Today's Grade-Inflated, Lake Wobegon World; Letter Grade of A Now Most Common College Grade
"I would like to state my own alarm and dismay at the degree to which grade compression ... has infected some of our colleges," said Christopher Cramer, chairman of the Faculty Consultative Committee. "I think we are at serious risk, through the abandonment of our own commitment of rigorous academic standards, of having outside standards imposed upon us."
National studies and surveys suggest that college students now get more A's than any other grade even though they spend less time studying. Cramer's solution -- to tack onto every transcript the percentage of students that also got that grade -- has split the faculty and highlighted how tricky it can be to define, much less combat, grade inflation."

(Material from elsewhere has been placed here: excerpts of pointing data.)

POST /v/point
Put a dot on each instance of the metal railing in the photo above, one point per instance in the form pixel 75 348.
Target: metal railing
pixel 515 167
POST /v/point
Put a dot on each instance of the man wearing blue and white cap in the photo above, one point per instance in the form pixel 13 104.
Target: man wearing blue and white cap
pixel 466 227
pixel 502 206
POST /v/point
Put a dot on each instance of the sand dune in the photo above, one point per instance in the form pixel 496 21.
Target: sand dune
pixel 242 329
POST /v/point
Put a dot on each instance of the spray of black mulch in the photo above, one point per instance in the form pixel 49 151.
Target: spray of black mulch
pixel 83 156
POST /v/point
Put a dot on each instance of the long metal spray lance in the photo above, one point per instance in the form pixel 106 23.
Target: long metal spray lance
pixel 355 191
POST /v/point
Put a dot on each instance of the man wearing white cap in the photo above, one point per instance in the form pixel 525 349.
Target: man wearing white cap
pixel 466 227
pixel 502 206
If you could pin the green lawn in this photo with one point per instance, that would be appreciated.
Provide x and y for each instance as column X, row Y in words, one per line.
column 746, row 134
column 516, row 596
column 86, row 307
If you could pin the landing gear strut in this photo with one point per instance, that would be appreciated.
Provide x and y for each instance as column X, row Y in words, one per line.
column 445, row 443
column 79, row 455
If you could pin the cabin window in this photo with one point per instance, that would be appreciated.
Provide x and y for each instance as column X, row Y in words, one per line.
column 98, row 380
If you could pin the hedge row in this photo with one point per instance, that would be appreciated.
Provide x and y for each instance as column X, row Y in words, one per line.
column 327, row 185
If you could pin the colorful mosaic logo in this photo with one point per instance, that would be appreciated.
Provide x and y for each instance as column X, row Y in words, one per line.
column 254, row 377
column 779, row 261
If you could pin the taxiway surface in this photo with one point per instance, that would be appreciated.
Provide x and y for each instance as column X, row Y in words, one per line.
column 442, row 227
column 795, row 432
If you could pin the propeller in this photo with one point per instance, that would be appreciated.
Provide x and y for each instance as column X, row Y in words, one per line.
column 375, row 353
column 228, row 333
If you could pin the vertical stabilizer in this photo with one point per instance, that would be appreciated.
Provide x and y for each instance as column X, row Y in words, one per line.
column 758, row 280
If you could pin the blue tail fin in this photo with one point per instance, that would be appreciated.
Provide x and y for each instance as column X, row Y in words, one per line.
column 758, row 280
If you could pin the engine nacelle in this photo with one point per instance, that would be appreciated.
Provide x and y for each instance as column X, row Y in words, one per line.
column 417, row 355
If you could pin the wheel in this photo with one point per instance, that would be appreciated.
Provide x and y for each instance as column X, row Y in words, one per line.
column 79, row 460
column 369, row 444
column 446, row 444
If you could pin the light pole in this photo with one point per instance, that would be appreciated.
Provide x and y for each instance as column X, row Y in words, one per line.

MP: As one University of Minnesota undergraduate student explained the rising GPA trend when evaluating a professor known as a rigorous grader, "We live in a grade-inflated world." That University of Minnesota anthropology professor Karen-Sue Taussig suspects that today's "grade-inflated world" can be traced to the growing cost of a college degree, i.e. today's "tuition-inflated world." As Taussig told the Star Tribune, "They're paying for it, and they worked really hard, and they put in time, and therefore they think they should get a good grade."
Last year, Professor Rojstaczer and co-author Christopher Healy published a research article in the Teachers College Record titled "Where A Is Ordinary: The Evolution of American College and University Grading, 1940–2009." The main conclusion of the paper appears below (emphasis added), and is illustrated by the chart below showing the rising share of A letter grades over time at American colleges, from 15% in 1940 to 43% by 2008. Starting in about 1998, the letter grade A became the most common college grade.
MP: The connections among "grade inflation, "tuition inflation," "college textbook inflation," and exponentially rising student loan debt are important. Perhaps students find it easier to accept rising tuition, higher textbook prices (many selling for $200-300 now), and $25,000 in average student loan debt if they at least graduate with mostly As and a GPA above 3.0? Even if they can't find a job, they can take pride in having "earned" an inflated GPA?